Before the contestants can reunite, they first have to travel to a bonus location and retrieve the key for the other’s backpack, which Annabel skilfully guides them towards on those rare occasions when the headsets actually work. Most of the contestants’ time is spent perching nervously on the back of milk floats screaming ‘Annabel?!’ into the void. Various vehicles await the contestants along their route, operated by normal members of the public who are in no way stooges, no siree. It’s fun to watch a succession of awkward, moon-faced members of the public trying their best to act surprised when a sweaty member of the middle-class runs up to them demanding a lift in their tractor. Especially when the stooges try to act coy: ‘Give you a lift? Now? But I’m really rather enjoying standing here nonchalantly leaning against a tree for no reason in the middle of fucking nowhere.’
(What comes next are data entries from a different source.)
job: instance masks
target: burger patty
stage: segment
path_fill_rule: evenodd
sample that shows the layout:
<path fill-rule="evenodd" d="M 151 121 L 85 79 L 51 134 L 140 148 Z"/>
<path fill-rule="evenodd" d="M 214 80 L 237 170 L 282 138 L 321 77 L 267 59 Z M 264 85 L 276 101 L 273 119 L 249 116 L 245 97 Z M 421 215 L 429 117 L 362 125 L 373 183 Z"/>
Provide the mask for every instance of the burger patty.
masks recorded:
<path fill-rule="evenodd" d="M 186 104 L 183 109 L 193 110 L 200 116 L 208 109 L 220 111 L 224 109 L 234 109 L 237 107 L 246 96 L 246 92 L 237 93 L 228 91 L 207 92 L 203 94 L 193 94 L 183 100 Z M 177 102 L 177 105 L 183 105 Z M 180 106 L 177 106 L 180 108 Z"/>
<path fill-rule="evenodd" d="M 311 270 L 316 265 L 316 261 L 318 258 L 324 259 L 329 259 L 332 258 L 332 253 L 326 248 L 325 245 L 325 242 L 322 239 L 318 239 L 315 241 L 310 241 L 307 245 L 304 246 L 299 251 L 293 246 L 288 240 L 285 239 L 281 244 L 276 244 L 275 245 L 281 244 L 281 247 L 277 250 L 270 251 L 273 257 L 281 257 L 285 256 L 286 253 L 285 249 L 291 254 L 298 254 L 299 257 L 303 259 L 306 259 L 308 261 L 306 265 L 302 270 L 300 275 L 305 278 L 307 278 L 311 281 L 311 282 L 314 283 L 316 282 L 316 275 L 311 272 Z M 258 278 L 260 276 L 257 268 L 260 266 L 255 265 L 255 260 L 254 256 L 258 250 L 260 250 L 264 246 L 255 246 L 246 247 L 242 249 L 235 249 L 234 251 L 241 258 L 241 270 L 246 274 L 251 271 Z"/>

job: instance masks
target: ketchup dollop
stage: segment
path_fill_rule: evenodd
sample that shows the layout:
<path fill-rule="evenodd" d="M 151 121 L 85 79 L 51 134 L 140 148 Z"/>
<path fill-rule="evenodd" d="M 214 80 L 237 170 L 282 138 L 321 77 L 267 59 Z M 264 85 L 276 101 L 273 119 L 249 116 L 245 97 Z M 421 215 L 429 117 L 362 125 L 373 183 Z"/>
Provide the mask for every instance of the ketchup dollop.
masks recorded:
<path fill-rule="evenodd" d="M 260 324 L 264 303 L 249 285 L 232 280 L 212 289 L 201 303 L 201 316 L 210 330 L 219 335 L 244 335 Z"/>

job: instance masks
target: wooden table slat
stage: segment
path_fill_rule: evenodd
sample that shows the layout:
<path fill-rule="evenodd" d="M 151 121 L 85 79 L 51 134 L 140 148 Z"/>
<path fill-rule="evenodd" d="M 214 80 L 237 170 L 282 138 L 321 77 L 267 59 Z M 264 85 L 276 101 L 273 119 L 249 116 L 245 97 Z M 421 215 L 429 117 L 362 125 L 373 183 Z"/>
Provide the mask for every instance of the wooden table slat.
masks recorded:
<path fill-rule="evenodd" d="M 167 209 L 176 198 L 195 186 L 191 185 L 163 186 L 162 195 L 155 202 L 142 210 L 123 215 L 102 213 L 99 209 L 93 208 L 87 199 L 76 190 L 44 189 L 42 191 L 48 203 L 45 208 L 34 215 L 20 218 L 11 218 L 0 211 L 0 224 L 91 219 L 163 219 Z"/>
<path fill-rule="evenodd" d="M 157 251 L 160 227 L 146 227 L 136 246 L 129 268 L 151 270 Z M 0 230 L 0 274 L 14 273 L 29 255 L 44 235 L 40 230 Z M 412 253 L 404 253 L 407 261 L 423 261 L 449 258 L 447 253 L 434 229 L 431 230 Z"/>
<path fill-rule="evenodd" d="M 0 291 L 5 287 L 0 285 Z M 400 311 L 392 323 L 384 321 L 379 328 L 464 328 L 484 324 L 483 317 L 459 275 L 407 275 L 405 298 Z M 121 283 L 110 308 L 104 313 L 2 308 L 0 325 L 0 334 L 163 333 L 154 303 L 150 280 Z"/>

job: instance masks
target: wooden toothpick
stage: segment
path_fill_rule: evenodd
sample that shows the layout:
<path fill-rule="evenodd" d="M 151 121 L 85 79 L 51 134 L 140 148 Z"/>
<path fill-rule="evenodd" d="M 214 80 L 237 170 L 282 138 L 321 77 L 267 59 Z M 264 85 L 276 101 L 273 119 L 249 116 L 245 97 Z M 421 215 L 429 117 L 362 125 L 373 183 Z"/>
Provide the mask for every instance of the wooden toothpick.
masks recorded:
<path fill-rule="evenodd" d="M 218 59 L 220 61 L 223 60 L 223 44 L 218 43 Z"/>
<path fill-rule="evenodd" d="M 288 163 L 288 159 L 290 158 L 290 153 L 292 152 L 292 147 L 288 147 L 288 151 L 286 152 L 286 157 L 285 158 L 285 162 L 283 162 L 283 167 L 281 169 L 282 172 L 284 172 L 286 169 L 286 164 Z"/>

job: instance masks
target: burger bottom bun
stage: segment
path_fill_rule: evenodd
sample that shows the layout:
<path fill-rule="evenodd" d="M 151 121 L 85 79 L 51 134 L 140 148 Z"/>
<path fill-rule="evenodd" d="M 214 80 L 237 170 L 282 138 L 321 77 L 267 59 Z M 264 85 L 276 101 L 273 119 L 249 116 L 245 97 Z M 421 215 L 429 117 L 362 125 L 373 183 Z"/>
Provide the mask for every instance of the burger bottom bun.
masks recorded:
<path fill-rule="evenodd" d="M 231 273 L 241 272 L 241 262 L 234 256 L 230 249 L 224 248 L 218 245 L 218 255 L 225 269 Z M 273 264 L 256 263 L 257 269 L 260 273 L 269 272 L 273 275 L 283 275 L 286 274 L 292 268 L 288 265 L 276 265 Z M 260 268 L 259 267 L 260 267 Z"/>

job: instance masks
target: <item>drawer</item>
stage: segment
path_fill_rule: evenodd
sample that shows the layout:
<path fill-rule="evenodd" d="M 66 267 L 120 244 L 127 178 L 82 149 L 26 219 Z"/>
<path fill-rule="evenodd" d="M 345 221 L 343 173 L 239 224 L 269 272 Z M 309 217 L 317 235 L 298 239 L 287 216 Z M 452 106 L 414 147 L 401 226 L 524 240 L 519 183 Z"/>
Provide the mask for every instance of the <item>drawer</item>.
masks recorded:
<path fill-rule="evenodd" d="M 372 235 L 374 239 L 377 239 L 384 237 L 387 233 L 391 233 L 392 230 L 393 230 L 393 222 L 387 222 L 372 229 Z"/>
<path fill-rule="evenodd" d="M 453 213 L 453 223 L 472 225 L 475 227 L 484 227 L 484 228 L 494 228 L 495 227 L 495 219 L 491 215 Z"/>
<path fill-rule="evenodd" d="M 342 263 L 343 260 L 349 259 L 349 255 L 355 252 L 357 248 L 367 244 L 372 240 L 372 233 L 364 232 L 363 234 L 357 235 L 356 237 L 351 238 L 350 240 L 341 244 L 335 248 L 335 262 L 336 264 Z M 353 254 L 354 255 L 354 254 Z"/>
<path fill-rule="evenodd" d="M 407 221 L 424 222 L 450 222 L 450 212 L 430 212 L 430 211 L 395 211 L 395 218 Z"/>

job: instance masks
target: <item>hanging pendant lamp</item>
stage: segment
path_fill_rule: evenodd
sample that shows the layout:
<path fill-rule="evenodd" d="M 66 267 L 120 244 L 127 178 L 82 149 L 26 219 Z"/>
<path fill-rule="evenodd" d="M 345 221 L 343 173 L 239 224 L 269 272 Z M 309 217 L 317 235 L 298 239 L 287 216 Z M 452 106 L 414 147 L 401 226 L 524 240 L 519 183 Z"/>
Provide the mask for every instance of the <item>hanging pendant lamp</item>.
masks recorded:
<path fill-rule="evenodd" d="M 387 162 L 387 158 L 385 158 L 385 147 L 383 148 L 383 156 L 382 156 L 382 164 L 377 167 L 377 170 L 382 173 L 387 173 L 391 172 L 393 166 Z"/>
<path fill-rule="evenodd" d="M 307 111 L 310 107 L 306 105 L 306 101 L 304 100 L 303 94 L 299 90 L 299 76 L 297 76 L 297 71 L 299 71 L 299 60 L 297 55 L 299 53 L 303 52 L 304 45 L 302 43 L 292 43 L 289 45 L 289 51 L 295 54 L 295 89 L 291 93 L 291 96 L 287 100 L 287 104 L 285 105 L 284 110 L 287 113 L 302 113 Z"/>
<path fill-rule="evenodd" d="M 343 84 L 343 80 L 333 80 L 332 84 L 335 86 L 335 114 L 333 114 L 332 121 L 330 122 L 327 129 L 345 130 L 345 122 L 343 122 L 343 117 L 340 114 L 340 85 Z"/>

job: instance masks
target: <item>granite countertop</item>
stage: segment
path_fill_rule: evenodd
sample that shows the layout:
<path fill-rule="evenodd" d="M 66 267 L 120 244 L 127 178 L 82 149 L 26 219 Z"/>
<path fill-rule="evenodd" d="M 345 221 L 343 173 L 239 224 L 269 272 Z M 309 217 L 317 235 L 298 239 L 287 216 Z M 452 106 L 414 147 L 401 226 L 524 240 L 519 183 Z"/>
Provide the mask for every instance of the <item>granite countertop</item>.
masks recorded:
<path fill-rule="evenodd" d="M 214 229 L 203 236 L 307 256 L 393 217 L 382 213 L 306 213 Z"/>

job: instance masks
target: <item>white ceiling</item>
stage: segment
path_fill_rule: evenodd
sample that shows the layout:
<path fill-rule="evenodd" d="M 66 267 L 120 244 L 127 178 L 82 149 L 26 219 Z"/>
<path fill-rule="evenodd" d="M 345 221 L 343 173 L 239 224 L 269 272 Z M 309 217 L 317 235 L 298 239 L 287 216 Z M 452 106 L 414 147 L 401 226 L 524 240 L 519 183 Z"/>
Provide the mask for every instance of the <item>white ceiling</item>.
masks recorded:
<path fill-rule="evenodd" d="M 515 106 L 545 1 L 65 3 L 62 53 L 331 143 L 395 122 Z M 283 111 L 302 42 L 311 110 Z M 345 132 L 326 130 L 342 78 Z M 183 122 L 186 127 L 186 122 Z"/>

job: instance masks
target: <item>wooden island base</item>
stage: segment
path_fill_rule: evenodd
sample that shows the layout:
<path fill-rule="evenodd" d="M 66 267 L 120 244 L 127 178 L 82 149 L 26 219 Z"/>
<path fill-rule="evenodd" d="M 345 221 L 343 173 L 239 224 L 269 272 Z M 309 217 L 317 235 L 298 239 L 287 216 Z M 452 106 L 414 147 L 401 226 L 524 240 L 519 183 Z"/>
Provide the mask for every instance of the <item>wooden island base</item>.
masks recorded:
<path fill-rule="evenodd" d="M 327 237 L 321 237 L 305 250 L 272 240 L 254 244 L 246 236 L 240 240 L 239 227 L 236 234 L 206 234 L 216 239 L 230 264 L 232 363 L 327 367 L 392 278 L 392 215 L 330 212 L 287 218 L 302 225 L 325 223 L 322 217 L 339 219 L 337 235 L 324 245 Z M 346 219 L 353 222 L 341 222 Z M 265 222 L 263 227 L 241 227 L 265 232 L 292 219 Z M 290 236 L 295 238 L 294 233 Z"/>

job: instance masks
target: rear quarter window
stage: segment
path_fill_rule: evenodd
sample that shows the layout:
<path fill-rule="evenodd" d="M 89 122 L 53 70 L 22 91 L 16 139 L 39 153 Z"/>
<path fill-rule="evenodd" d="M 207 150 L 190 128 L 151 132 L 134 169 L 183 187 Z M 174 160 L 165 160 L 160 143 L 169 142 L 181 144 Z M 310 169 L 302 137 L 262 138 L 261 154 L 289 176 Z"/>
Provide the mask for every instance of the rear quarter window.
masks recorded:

I suppose the blatant staging is a necessary evil, as without access to transport the contestants would never be able to cover seven miles in forty minutes, certainly not without the help of nuclear-grade amphetamines and a hungry T-Rex snapping at their heels. The Interceptor often pursues his quarry over land, most of the time on foot, but sometimes on boats, bikes and behind the wheels of classic cars. None of it really makes the show any more exciting, although I’m sure it was fun for Sean O’Kane.

Fans will always tell you that the Interceptor’s tractor ambush is the show’s greatest moment. Sean tricks one of the contestants into believing he’s a harmless farmer, and in the process attempts an English accent which proves to the universe once and for all that Scottish people called Sean should always stick to their own guttural brogues. If that’s the greatest moment, then close second must be the time that one of the contestants uses an incredibly reluctant half-naked man as a human shield.  

Once both contestants have their keys – which they win by doing things like climbing ladders and half-heartedly jousting for seven seconds – Annabel guides them towards each other and the big, deeply ho-hum finale. The contestants can only win if they manage to touch hands within forty minutes, and, of course, if the pack containing the money hasn’t been zapped shut by the Interceptor. Most of the time, I’m happy to report, they fail, and the couch of their dreams is denied to them. And the Interceptor tells us that he likes it.    In retrospect, I think I would’ve preferred it had the Interceptor taken inspiration from Stefan Dennis and asked instead ‘Don’t it make me feel good?’ 

An old man’s coda

Thank you for coming with me on my chopper-based trip down memory lane. I’ve learned a lot about the child I was, and the man I now am: I’ve learned that I was a weird little kid who has now transformed into a woefully middle-aged and middle-class (in sentiment if not in cash) man. Instead of marvelling at Interceptor’s bevvy of helicopter hijinks and fast motors, I sat in my reclining chair with a hot mug of tea, muttering things like ‘Oooo, Faversham looks quaint and lovely’ and ‘I’ll bet they’ve got a really nice farmer’s market.’